Wednesday, May 31, 2006

Whistle Stop

Lately, leaking and whistleblowing on the part of government employees has been the one of the only sources of real information we get out of the executive branch of the Bush administration. Hell, this is apparently how Bush gets some of his information. Given this, it comes as no surprise that the Supreme Court, ably quaterbacked in their decision by the pro-government toadies Roberts and Alito, voted to curb
protections for government workers who blow the whistle on official misconduct.
This sounds about right for Alito and Roberts, two privileged Republican tight-wads who never saw a secret government program they didn't like.

Indeed, the Supreme Court is taking the track a few of us knew was the true aim of Bush's appointments: favouritism toward big business and government. We first saw this tack in Kelo v. New London, which infuriated many on the left and the right. Conservatives were especially irked by what they considered a flagrant violation of property rights. Though overreach of eminent domain had been taking place for sometime at various local and state levels, a Supreme Court decision in favour of big business economic development was seen as a dispicable bias to monied interests over middle class property owners. When conservatives were praising Alito and Roberts during the respective nomination processes, it certainly became clear that such a position would be assumed by these two once on the Big Bench. It was their position prior to the appointment.

Which is why I found it amusing when conservatives yowled about the Kelo case. There they are all were, happily dreaming of the demise of Roe v. Wade when -- BAM -- property rights abuse blindsided them.

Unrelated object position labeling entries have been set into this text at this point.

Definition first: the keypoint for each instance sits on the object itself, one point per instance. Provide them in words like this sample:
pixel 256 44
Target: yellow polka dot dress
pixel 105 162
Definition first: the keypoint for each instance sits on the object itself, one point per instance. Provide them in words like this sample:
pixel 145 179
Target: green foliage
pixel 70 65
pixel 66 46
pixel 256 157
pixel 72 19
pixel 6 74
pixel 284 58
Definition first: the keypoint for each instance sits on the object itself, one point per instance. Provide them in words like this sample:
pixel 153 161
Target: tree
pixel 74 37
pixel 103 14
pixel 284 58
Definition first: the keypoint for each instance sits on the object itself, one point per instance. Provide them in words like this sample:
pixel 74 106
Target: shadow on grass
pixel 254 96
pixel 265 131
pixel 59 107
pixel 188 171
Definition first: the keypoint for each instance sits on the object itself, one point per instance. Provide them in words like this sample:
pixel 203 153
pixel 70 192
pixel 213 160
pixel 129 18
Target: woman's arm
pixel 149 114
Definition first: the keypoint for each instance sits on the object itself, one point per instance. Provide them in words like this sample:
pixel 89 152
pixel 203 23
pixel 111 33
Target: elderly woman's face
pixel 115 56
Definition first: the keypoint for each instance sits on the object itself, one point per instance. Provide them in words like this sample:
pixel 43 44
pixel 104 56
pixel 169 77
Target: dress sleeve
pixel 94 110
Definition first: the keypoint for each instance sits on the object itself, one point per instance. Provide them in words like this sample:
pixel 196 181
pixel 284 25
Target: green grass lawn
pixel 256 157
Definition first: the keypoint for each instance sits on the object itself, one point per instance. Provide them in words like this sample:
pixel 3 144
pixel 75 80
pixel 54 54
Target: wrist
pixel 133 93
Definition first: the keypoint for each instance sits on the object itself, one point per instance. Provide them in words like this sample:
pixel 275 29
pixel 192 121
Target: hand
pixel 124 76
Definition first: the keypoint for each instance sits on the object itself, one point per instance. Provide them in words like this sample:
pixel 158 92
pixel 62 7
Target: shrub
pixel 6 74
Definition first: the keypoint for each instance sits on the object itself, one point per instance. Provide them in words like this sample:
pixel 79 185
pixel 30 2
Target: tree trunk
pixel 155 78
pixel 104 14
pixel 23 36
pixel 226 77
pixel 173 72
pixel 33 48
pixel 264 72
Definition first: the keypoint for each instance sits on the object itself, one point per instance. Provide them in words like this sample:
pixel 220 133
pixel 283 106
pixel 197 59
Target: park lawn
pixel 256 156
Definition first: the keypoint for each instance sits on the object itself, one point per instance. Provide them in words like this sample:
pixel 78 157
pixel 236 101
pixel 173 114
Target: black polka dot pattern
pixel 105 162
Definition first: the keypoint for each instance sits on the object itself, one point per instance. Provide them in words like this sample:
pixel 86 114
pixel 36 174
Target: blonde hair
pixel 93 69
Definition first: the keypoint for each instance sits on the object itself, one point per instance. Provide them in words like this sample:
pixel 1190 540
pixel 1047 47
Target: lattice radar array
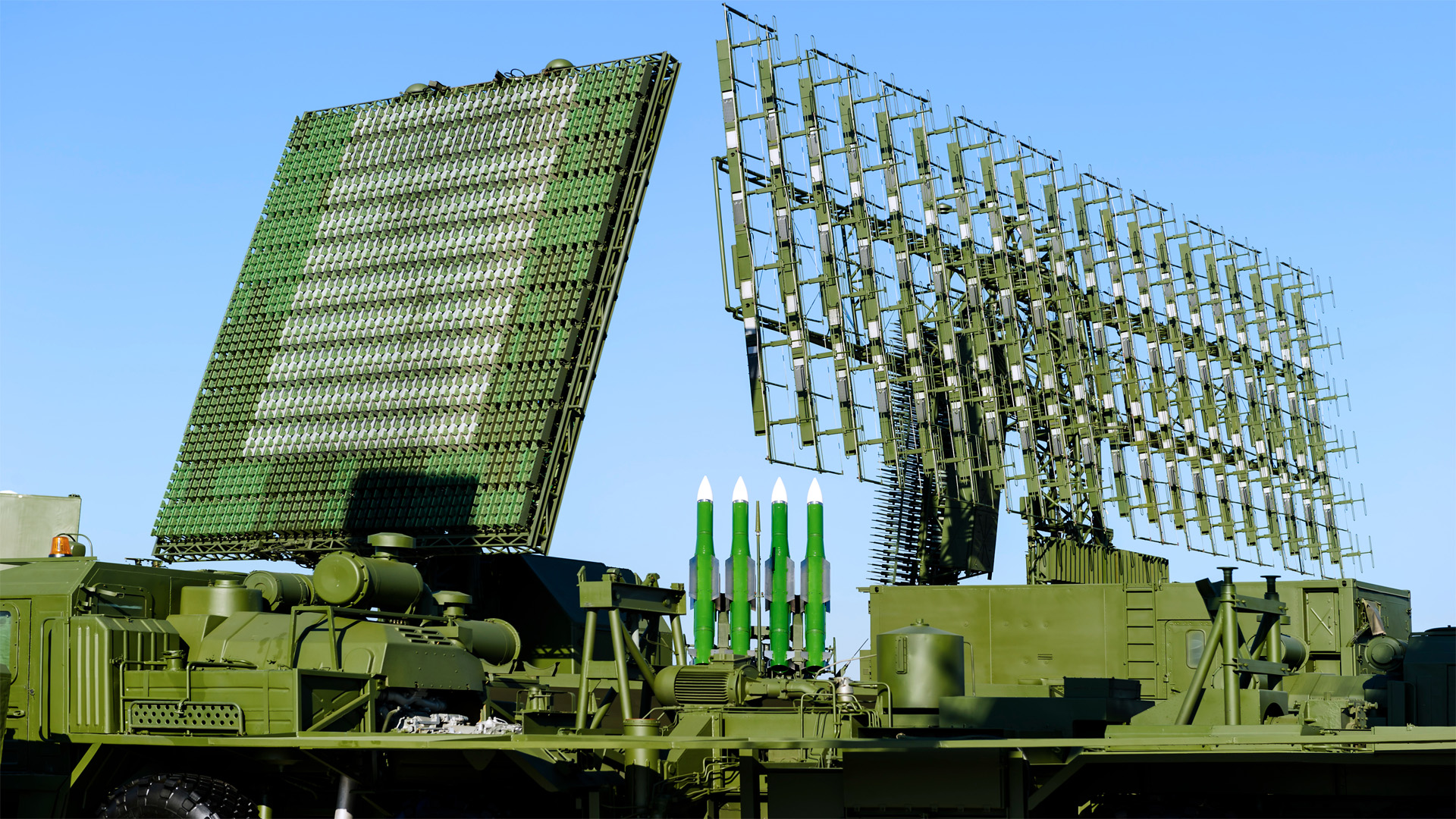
pixel 413 337
pixel 940 302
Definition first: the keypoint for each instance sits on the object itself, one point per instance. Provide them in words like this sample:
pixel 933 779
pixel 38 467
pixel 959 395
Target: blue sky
pixel 137 143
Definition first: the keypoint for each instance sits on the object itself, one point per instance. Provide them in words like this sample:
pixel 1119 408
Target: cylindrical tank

And now we have a new decision -- the deciding vote apparently cast by Alito -- favouring the government being able to protect its dark underbelly from those working within who might expose secret and unseemly goings-on, whether they be simple incompetence and corruption or more sinister matters. Such a position on the part of Roberts and Alito was entirely expected and, as Stephen Kohn, chairman of the National Whistleblower Center, declaimed,
The ruling is a victory for every crooked politician in the United States.
And god knows there's a lot of those around these parts.

Could anything else have been expected? Justice Kennedy, who wrote the 5-4 majority opinion, put the Court's position very succintly, though I suspect he may not have realised just what it was he really was saying when he wrote that employees' communications
must promote the employer's mission.
The employer in this case being the government. And we know what sort of mission they're on these days.

This decision is not without a larger context, of course, and the recent statements by Attorney General Gonzales that the DoJ was considering the prosecution of journalists who had reported various leaks recently (CIA secret prisons, NSA wiretapping) falls under the same rubric as this Supreme Court decision: shut down leaks and information about what the US government is secretly -- and probably illegally -- doing. This is really a two-pronged approach in dealing with inconveniently exposed truths.

The direction to which the Supreme Court has now turned is as significant as it is grave. Having decisions rendered by the High Court that have favoured big business and government over the interests of American citizens speaks of one and only one thing: corporatism. Of course, this condition has plagued poliltical systems for a long time but in the United States, the one counterveiling force had been an independent judiciary. The appointments of Alito and Roberts severely tinged that independence with an all-too obvious bias and we are now only seeing the initial evidence of that bias. It is only bound to get worse.

Meanwhile, "values voters" are wondering what happened to Roe v. Wade. They will be wondering for a long time.